The results obtained are tabulated in Table 11. To evaluate the algorithms, we have calculated and compared the Root Mean Squared Error (RMSE) of each algorithm. The RMSE calculates the absolute fit of the model, and therefore it depicts how closely predicted values are related to the real values. The lower the RMSE (error value), the better the prediction of an algorithm. To calculate RMSE, we used the following formula:

$$\begin{aligned} \hbox {RMSE}=\sqrt{\frac{1}{n}\varSigma _{i=1}^{n}{({real\_value_i -predicted\_value_i})^2}} \end{aligned}$$

It can be seen that our proposed SICE-Numeric using Bayesian Linear Regression (BLR) method as a parameter gives better results than other investigated algorithms. The prediction error of our proposed SICE is 19.47, which is the lowest compared to its competitors. MICE algorithm using the Predictive Mean Matching (PMM) method achieved the second-lowest error, which is 21.85. On the other hand, the Amelia algorithm has the lowest execution time, which is 12 seconds.
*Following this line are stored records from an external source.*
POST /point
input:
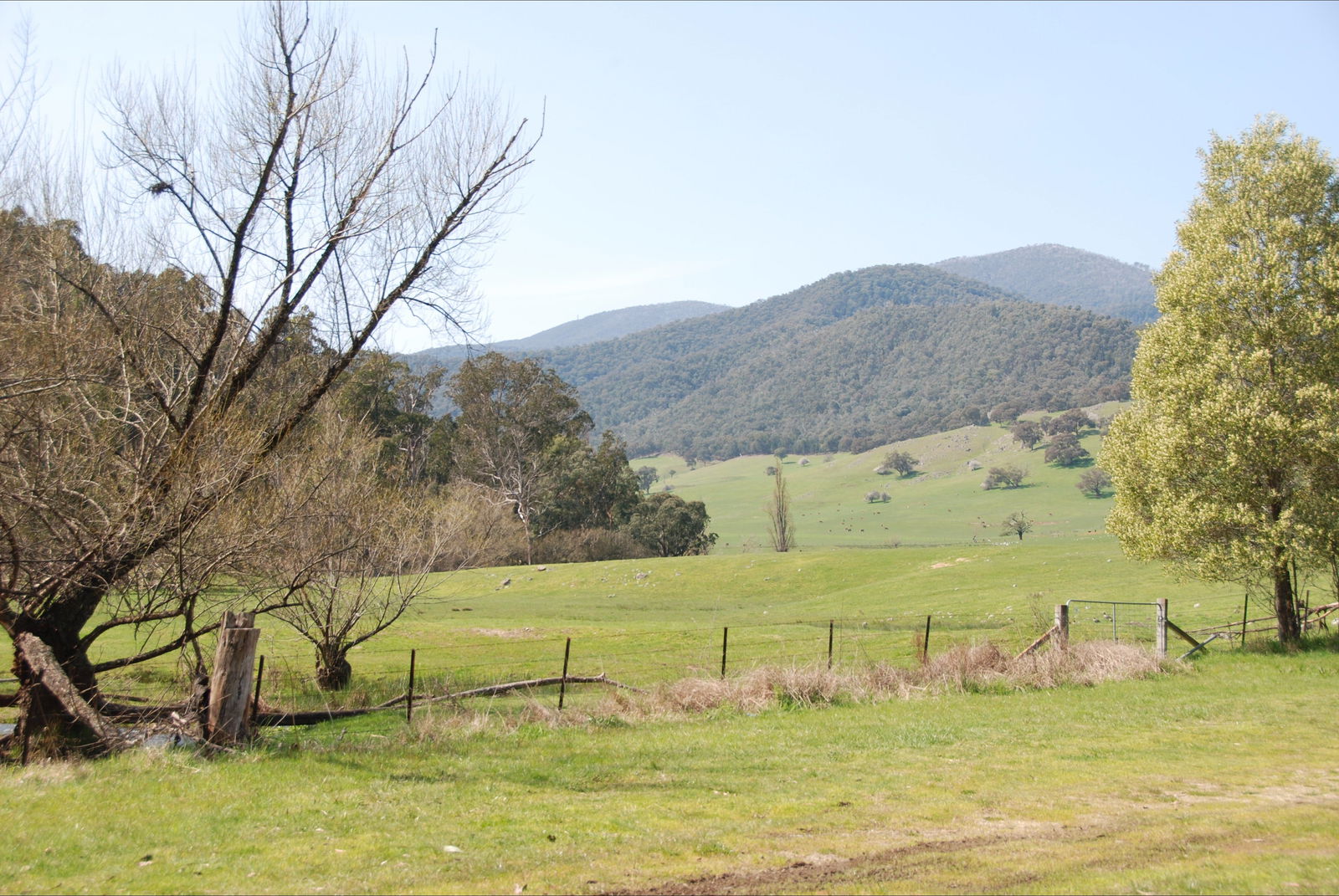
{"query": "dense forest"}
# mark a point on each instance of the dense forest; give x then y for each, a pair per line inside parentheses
(1064, 276)
(850, 362)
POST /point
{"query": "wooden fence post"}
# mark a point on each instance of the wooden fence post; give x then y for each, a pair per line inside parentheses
(408, 695)
(562, 684)
(229, 690)
(1162, 627)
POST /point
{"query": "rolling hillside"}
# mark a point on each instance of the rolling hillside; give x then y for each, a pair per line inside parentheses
(854, 361)
(1064, 276)
(943, 504)
(599, 327)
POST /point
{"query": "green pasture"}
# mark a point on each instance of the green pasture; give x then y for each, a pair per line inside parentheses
(943, 504)
(649, 621)
(1215, 778)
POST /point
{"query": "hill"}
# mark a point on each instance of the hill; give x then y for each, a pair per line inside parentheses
(941, 504)
(854, 361)
(599, 327)
(1064, 276)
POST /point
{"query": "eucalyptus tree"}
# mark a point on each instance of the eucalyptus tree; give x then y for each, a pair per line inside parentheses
(1225, 465)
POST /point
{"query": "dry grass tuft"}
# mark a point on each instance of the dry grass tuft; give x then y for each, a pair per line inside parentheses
(964, 668)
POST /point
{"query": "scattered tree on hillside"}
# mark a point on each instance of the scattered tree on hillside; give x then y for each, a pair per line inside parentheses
(1004, 477)
(1095, 483)
(587, 488)
(137, 407)
(1071, 422)
(900, 463)
(670, 526)
(1017, 524)
(1006, 412)
(781, 524)
(354, 553)
(1227, 465)
(1065, 450)
(1029, 433)
(510, 416)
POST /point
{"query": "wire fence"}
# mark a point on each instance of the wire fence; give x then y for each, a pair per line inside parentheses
(473, 658)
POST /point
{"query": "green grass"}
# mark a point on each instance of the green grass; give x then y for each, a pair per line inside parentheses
(943, 504)
(1215, 780)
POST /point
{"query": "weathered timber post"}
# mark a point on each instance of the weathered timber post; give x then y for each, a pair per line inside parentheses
(1162, 627)
(1245, 608)
(562, 684)
(408, 694)
(229, 689)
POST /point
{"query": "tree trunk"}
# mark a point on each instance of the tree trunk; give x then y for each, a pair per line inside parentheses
(58, 697)
(1285, 604)
(332, 670)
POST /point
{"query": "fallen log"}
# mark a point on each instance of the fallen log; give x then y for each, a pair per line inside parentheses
(39, 658)
(314, 717)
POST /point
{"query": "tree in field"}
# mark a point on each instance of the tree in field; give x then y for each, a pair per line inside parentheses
(1095, 483)
(144, 392)
(1029, 433)
(1017, 524)
(780, 521)
(354, 552)
(1225, 463)
(587, 488)
(1065, 450)
(510, 416)
(900, 463)
(1071, 422)
(1004, 477)
(670, 526)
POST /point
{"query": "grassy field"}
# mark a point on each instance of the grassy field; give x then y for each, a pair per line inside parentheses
(941, 504)
(1220, 778)
(1213, 777)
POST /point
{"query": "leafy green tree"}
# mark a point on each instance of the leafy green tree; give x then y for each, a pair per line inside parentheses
(899, 463)
(510, 414)
(1225, 465)
(1065, 450)
(1029, 433)
(1017, 524)
(1095, 483)
(1004, 477)
(587, 488)
(1071, 421)
(670, 526)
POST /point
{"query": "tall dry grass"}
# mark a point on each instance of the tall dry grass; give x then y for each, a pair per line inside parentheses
(964, 668)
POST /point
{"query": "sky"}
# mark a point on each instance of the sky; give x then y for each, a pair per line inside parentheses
(727, 153)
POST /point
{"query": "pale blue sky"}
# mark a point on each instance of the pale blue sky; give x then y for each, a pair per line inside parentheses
(733, 151)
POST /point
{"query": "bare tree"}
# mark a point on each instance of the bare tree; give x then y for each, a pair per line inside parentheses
(782, 526)
(319, 197)
(1017, 524)
(355, 553)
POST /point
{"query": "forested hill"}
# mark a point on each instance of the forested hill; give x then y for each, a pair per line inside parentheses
(599, 327)
(1064, 276)
(856, 359)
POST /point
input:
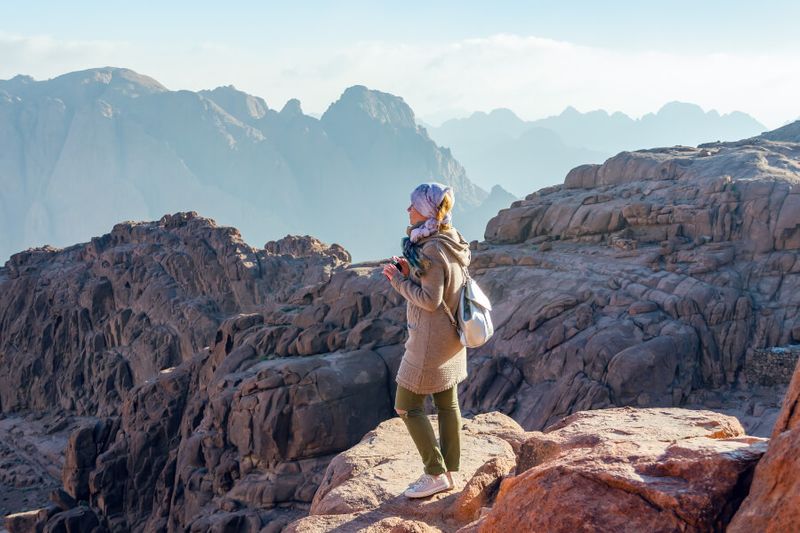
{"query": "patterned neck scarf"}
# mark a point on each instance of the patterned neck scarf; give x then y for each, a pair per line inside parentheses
(412, 250)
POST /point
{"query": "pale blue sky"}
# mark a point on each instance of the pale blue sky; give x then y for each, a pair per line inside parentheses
(445, 58)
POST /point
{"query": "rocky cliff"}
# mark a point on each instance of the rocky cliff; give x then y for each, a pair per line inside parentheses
(655, 280)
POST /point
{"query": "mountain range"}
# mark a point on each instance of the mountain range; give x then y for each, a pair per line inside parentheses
(500, 147)
(87, 149)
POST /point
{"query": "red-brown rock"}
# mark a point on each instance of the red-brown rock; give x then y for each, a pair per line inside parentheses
(654, 470)
(773, 504)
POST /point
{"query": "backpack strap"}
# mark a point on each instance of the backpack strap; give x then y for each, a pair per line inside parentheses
(447, 282)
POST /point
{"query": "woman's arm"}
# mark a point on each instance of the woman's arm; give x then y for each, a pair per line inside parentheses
(430, 294)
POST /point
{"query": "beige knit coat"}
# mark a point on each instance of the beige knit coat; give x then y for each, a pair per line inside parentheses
(434, 358)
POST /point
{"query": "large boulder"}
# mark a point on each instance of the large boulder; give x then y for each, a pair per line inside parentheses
(773, 504)
(625, 469)
(363, 487)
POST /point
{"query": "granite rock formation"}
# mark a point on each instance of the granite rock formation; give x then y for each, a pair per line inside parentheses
(363, 486)
(626, 469)
(773, 503)
(82, 325)
(652, 280)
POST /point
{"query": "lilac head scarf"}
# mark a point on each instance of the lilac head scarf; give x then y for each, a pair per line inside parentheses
(426, 199)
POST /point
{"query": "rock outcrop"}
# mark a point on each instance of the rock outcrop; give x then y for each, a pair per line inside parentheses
(649, 280)
(224, 379)
(773, 503)
(363, 486)
(82, 325)
(628, 469)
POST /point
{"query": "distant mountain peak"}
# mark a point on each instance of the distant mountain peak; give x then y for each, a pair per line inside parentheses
(381, 107)
(240, 104)
(23, 78)
(676, 106)
(292, 108)
(115, 76)
(570, 111)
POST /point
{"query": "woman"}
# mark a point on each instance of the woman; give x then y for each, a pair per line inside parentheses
(435, 256)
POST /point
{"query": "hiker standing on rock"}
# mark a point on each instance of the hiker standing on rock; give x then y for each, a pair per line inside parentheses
(431, 274)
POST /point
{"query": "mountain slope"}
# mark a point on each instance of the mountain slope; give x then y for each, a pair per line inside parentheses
(87, 149)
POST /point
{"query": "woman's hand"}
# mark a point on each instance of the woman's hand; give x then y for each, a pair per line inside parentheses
(404, 267)
(389, 270)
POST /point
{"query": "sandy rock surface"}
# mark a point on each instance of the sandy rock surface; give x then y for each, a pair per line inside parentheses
(365, 484)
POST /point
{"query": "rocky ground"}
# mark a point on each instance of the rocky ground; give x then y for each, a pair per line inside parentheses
(232, 387)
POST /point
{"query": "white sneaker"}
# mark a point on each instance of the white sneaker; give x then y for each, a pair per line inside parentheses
(428, 484)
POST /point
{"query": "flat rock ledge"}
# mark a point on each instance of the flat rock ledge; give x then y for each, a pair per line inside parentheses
(362, 489)
(653, 470)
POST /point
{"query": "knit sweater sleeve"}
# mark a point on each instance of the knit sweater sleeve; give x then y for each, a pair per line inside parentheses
(430, 293)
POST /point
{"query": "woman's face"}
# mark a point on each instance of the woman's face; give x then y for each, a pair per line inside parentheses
(414, 216)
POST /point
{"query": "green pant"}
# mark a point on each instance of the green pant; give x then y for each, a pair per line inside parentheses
(437, 459)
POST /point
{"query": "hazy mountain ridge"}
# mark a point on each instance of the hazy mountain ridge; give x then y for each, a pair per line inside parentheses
(128, 148)
(499, 147)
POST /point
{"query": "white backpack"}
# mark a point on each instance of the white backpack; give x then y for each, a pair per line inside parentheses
(474, 323)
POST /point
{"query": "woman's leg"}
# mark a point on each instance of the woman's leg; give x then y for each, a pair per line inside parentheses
(409, 406)
(449, 426)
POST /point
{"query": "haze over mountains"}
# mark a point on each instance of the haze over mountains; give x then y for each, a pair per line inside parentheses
(500, 147)
(85, 150)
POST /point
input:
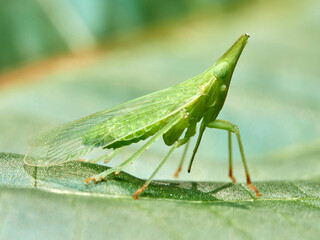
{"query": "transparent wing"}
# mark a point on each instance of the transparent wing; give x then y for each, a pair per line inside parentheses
(79, 138)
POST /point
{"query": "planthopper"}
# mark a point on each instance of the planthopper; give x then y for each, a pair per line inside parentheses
(171, 113)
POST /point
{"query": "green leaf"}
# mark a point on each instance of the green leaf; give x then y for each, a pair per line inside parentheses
(59, 203)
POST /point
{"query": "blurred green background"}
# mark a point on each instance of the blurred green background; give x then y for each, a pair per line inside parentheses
(62, 60)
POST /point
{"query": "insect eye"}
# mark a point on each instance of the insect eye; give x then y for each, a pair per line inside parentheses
(221, 70)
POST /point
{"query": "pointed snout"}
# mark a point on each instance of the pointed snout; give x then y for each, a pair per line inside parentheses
(233, 54)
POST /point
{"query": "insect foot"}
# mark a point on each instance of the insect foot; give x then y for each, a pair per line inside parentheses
(140, 190)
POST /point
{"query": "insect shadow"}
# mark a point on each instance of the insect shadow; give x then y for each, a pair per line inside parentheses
(69, 176)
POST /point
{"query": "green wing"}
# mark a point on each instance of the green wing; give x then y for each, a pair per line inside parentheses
(126, 122)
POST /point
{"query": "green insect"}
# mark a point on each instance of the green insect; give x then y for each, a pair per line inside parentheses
(172, 113)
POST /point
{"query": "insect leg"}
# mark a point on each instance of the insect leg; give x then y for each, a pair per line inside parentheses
(176, 174)
(230, 158)
(225, 125)
(119, 168)
(145, 185)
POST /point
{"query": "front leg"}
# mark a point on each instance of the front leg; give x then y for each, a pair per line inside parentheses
(230, 127)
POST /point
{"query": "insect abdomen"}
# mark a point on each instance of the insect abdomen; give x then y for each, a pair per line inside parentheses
(139, 135)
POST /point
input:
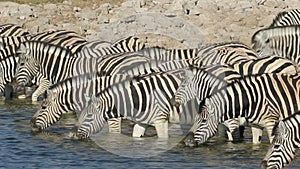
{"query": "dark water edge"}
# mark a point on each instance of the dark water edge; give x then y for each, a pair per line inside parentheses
(21, 148)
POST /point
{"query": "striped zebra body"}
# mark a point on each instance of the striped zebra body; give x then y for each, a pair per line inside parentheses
(8, 63)
(12, 30)
(53, 55)
(11, 36)
(225, 53)
(285, 142)
(263, 100)
(163, 54)
(70, 95)
(140, 69)
(143, 99)
(278, 41)
(286, 18)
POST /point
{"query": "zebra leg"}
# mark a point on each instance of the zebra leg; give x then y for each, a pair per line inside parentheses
(43, 86)
(161, 127)
(232, 125)
(138, 130)
(174, 120)
(256, 135)
(114, 125)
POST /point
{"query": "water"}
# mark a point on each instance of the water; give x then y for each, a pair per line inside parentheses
(21, 148)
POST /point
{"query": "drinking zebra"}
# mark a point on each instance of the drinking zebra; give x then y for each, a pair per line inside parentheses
(11, 36)
(285, 142)
(262, 99)
(143, 99)
(45, 60)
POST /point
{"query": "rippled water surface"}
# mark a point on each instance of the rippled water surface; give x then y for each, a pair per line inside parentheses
(21, 148)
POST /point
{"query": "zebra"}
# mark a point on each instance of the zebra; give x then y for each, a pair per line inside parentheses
(143, 99)
(70, 95)
(286, 18)
(29, 65)
(143, 68)
(278, 41)
(285, 142)
(163, 54)
(225, 53)
(262, 99)
(12, 30)
(11, 36)
(7, 66)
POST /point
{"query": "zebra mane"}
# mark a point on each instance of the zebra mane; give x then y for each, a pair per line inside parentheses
(278, 17)
(81, 80)
(67, 50)
(137, 78)
(214, 45)
(280, 30)
(58, 38)
(211, 68)
(7, 52)
(15, 30)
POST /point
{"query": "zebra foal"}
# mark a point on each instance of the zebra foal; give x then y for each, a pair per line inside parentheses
(286, 141)
(261, 99)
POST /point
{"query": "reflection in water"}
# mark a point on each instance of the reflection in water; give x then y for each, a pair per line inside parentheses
(21, 148)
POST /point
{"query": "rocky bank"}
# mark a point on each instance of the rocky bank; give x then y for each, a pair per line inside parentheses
(181, 23)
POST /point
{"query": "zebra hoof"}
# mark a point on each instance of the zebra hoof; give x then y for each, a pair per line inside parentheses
(34, 126)
(174, 103)
(189, 140)
(73, 133)
(23, 96)
(263, 164)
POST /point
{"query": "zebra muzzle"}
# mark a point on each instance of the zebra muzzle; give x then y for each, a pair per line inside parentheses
(33, 125)
(189, 140)
(174, 103)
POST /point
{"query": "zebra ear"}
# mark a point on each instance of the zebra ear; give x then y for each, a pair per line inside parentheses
(51, 95)
(23, 50)
(87, 97)
(208, 104)
(282, 128)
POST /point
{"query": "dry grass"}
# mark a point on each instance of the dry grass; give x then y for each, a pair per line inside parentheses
(80, 3)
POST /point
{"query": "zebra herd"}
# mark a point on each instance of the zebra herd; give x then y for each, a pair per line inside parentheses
(104, 82)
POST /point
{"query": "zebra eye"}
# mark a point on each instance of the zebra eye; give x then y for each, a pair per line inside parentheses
(276, 146)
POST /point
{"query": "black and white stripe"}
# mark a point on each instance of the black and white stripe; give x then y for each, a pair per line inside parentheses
(286, 141)
(143, 99)
(262, 99)
(286, 18)
(278, 41)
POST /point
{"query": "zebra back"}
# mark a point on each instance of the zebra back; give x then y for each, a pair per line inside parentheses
(270, 64)
(137, 99)
(285, 18)
(62, 38)
(71, 95)
(285, 142)
(163, 54)
(225, 53)
(262, 99)
(12, 30)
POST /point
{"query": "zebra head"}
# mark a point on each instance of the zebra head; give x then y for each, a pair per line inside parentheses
(27, 67)
(282, 150)
(261, 43)
(49, 112)
(91, 120)
(2, 80)
(205, 125)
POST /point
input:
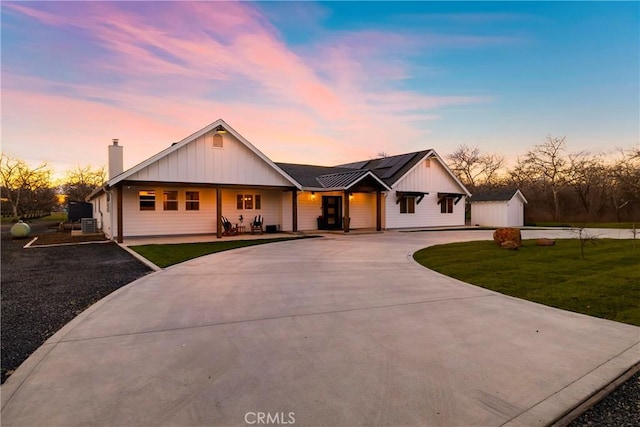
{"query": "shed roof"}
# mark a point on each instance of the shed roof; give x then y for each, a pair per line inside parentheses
(496, 195)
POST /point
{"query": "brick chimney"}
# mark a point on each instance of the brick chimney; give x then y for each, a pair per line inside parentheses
(115, 159)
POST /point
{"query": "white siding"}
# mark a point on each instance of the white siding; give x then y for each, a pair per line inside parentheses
(199, 162)
(489, 214)
(309, 209)
(101, 211)
(362, 209)
(203, 221)
(432, 179)
(498, 213)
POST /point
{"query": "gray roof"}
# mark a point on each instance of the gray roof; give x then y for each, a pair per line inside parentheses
(341, 179)
(388, 169)
(307, 175)
(494, 195)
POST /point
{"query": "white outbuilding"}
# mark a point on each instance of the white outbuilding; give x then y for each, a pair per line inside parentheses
(498, 208)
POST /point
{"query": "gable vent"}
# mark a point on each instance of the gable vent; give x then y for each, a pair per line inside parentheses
(217, 141)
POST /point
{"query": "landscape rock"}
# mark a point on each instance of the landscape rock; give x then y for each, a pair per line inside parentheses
(510, 244)
(502, 235)
(545, 242)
Table 11 Performance of the algorithms for numeric attribute of local health dataset

We have taken the second dataset for numeric imputation from Kaggle, Details of the dataset is presented in "Kaggle house price dataset" section. The target numeric attribute is “price”. We have randomly injected 10% missing value (2161 value missing). We converted the price column unit from $ to k$. Some useful statistics of the values are given below. Min = 75, Max = 7700, Range = 75 to 7700, Mean = 540.18, Median = 450, Standard Deviation = 367.36, Skewness = 4.021157, kurtosis = 34.51071.

We have run MICE and SICE to impute the dataset using CART and BLR methods. We have also run Amelia and kNN algorithms to impute missing values. Price prediction error and execution time are presented in Fig. 9. We can see that our proposed algorithm SICE using the CART method imputes the dataset with the lowest RMSE error 220, where its close competitor is kNN with RMSE 229. On the other hand, MICE (BLR) has the lowest execution time 1.6 second, and its close competitor is SICE (BLR) with 2.3 seconds.

Fig. 9
figure 9

Performance of algorithms to predict house prices

Discussions and limitation

In this paper, we have proposed an algorithm Single Center Imputation from Multiple Chained Equation (SICE) with two variants SICE-Categorical and SICE-Numeric to impute missing categorical and numeric data. From the "Results" section, it can be observed that SICE-Categorical shows better performance over MICE and other implemented algorithms for imputing missing binary data. For all three datasets, SICE achieved 10% to 20% accuracy and F-measure than its competitors. SICE-Numeric also performs better predictions with less RMS error for imputing missing numeric data. That means it provides closer prediction to the correct value than its competitors.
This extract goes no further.